Aurora sejak lima menit yang lalu hanya memaki-maki karena jaringan yang sulit untuk dijangkau. Selain itu, laptop yang ia gunakan sudah sering sakit-sakitan dan meminta untuk dibawa ke rumah sakit. Akan tetapi, Aurora masih enggan untuk mengeluarkan biayanya.
“Ra, Ayah kirim pesan. Lu mau gak, temani gue ke Yogya?” tanya Jasmin.
“Ngapain?”
“Ke rumah Nenek. Di sana lagi ada acara. Masa gue enggak datang?” jawab Jasmin.
“Oke. Gue ikut, tapi kalau diizinkan sama Mama dan Papa.”
“Nanti gue yang minta izin. Kalau sudah di Yogya, nanti gue kasih gambaran mandiri yang sesuai dengan porsi gudeg gurih pedas.” Jasmin beranjak mengembalikan bukunya ke meja. Tugasnya telah selesai sejak beberapa menit yang lalu.
“Mana ada mandiri rasa gudeg. Btw, gudeg itu apa, Jas?” tanya Aurora.
“Elah, lu mah makan makanan khas orang luar, sih. Jadi, makanan khas Indonesia tidak tahu, kan? Sambal kelapa saja kemarin hasil google. Gudeg itu makanan khas Yogyakarta. Bahan utamanya terbuat dari buah nangka muda. Diolah menggunakan bumbu ayam. Kalau di Yogya biasanya dimasak dengan ayam dan telur. Rasanya ... jangan diragukan lagi. Tentu saja gurih, manis, pedas, semuanya berpadu dengan pas. Kalau gak suka pedas, ya, gak usah pakai sambal.” Jasmin memperlihatkan gambar makanan gudeg yang ia ambil dari internet.
“Wih, enak. Boleh juga dipakai buat konten. Jadi, sekalian aja, Jas, kita buat konten khusus makanan tradisional kaya gitu.” Aurora mengambil buku kecil dan pena. Ia menuliskan daftar-daftar makanan yang akan ia gunakan sebagai bahan kontennya. “Tapi, gue ingin ke Tugu,” sambungnya.
“Tugu, mah, gampang. Tuh, Tugu Yogya kokoh banget. Berdiri sendiri di tengah-tengah jalan yang ramai kendaraan. Setiap hari disiram asap dari knalpot. Tapi, tetap kuat. Jadi, kita harus seperti itu, Ra. Walaupun, banyak orang yang membicarakan tentang kita, ya, kita juga harus kuat. Jangan tumbang. Soal berdiri di tengah jalan dikelilingi kendaraan, kota harus tiru juga. Kita harus berani untuk hidup di tengah-tengah masyarakat dengan mandiri, tapi kita juga membutuhkan kehangatan dari sekitar. Makanya, segala sesuatu itu harus sesuai dengan porsinya. Tujuannya apa? Hanya satu, agar kita tidak tumbang.” Jasmin memakan secuil roti tawar dengan isi selai pisang.
Tidak lama kemudian, ponsel Aurora berdering. Di sana terdapat nama Mario muncul di layar benda pipih itu.
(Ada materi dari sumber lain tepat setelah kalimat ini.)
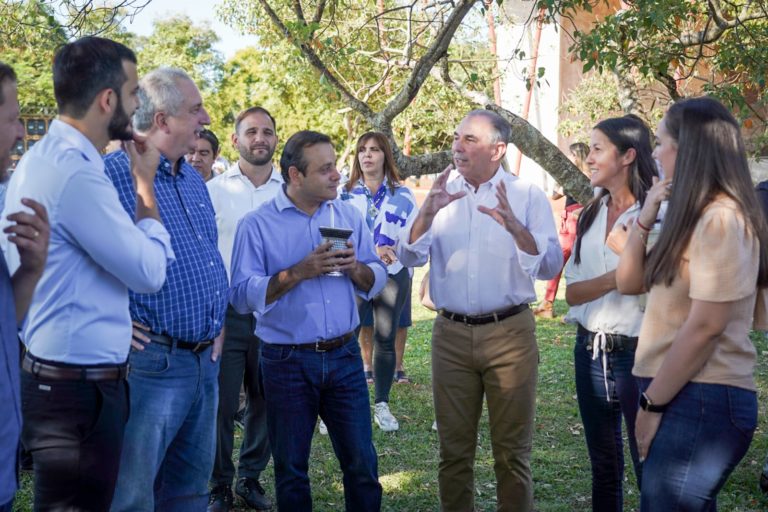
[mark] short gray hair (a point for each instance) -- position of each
(159, 92)
(501, 128)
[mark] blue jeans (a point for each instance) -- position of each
(704, 433)
(170, 440)
(299, 385)
(602, 420)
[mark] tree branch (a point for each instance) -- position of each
(361, 107)
(714, 30)
(422, 68)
Ternyata, Mario dipindahkan ke Rumah Sakit besar di Yogyakarta. Dibalik pesan itu, merupakan ibu dari Mario. Kesempatan besar untuk Aurora bisa menjenguk sahabatnya, jika ia ikut bersama Jasmin menyusul ke Yogyakarta.
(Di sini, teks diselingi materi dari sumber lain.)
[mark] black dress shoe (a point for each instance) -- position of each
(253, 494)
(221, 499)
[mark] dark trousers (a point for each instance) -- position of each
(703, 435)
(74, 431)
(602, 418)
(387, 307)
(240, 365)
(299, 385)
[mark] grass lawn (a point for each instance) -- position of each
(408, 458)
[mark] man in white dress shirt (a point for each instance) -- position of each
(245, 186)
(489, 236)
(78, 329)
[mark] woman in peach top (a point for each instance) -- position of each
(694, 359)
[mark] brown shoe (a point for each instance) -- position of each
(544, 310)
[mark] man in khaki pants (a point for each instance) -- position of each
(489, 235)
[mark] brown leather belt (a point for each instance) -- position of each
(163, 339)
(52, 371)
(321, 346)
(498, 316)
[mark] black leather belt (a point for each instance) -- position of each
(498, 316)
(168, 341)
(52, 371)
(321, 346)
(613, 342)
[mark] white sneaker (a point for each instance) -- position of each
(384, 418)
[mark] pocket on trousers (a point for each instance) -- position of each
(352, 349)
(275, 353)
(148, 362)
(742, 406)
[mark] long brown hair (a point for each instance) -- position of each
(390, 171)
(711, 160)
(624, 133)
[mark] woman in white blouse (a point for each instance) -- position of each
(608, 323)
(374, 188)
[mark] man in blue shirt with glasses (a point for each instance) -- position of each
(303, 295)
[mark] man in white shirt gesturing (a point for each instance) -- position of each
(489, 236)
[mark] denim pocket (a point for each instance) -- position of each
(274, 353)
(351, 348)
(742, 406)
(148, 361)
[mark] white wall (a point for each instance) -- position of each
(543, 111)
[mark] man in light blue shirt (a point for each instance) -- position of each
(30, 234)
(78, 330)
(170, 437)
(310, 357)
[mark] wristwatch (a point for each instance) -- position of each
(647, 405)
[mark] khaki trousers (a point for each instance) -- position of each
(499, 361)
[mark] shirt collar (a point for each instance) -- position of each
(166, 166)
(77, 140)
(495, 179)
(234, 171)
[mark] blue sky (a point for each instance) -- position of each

“Siapa, Ra?” tanya Jasmin yang mendengar suara dering ponsel Aurora.
“Mario, Jas. Oh iya, nanti kalau kita ke Yogya, sekalian menjenguk Mario, ya?” jawab Aurora.
“Tenang saja. Itu, mah, gampang.”
“Lu, jadi orang serba gampangin segala hal, ya?” candanya.
Jasmin tertawa. Tidak lama kemudian, Nilam ikut bergabung bersama mereka. Ia baru saja keluar dari tempat tidur, karena merasa badannya sedang tidak nyaman. Sejak kemarin sore, Nilam memang sudah mengalami gejala flu. Nilam telah menjalani pengobatan, Allah masih memberikan nikmat yang begitu besar. Nilam tidak terinfeksi dengan virus yang sedang merebak di belahan dunia.
“Mama Nilam, Jasmin mau minta sesuatu ... boleh?”